New World Bank President Jim Yong Kim is optimistic: "A world without poverty is within reach," he said in a speech in Washington this week.
"We are at an auspicious moment in history when the successes of past decades and an increasingly favorable economic outlook combine to give developing countries a chance - for the first time ever - to end extreme poverty within a generation," he said during his speech at Georgetown University.
The key to that success: continued economic growth, especially in South Asia and African nations south of the Sahara. Also, the fruits of that growth must be distributed more justly, Kim said.
According to the World Bank, the "extremely poor" are those who have less than one euro (or around $1.25) a day to live on. Estimates show that in 2010, some 1.2 billion people were living in extreme poverty. Around 870 million went hungry every day. Some 6.9 million infants and toddlers die from a lack of food each year.
The World Bank said continued economic growth in emerging markets has helped people escape extreme poverty
If the World Bank had its way, the proportion of the global extremely poor would sink from the current 21 percent to under three percent by 2030. In announcing this new goal, Kim was also making a link to the United Nations Millennium Goals, which called for reducing the number of extremely poor by half between the years 1990 and 2015. The UN achieved this goal in the year 2010.
The economic advancement of countries such as China, India and Brazil has contributed to millions of people being able to escape extreme poverty - even if they are still part of the group of poor who must live on two to 10 dollars a day, Kim said.
Pre-condition for tackling poverty
The World Bank president said that continued growth in emerging markets was a pre-condition for achieving this new goal.
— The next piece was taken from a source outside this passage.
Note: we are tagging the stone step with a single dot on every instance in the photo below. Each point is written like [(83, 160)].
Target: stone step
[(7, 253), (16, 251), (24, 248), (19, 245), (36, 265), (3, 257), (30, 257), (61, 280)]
Further investments in education and in public institution were also necessary, he said. Concentration must also be placed on dealing with the after- effects of natural catastrophes, with climate change being a fundamental threat to economic development and eradicating poverty, he noted.
A step in the right direction
The World Bank said it would consider this new goal more closely than in the past and would regularly remind legislators from its 188 member states of the aim of eradicating extreme poverty by 2030. Kim said his organization would measure progress in meeting the goal and publish results in an annual report.
Mikkel Barslund is a political scientist with the Center for European Policy Studies, and believes the World Bank is on the right track. "The change must take place through economic development in the individual countries, but the World Bank can have a certain amount of influence by frequently calling attention to the problem," he said.
Criticism from Attac
But some have also criticized the World Bank's development plan. "The World Bank's strategy is to open up markets and put world trade at centerstage, but this often ends up destroying the existence of small farmers," said Roland Süss, of the globalization-critical network Attac.
China, he pointed out, went about things quite differently. "The country first safeguarded its structures, and then opened up its markets. So it took the exact opposite approach to the one being propagated by the World Bank and the International Monetary Fund," Süss said.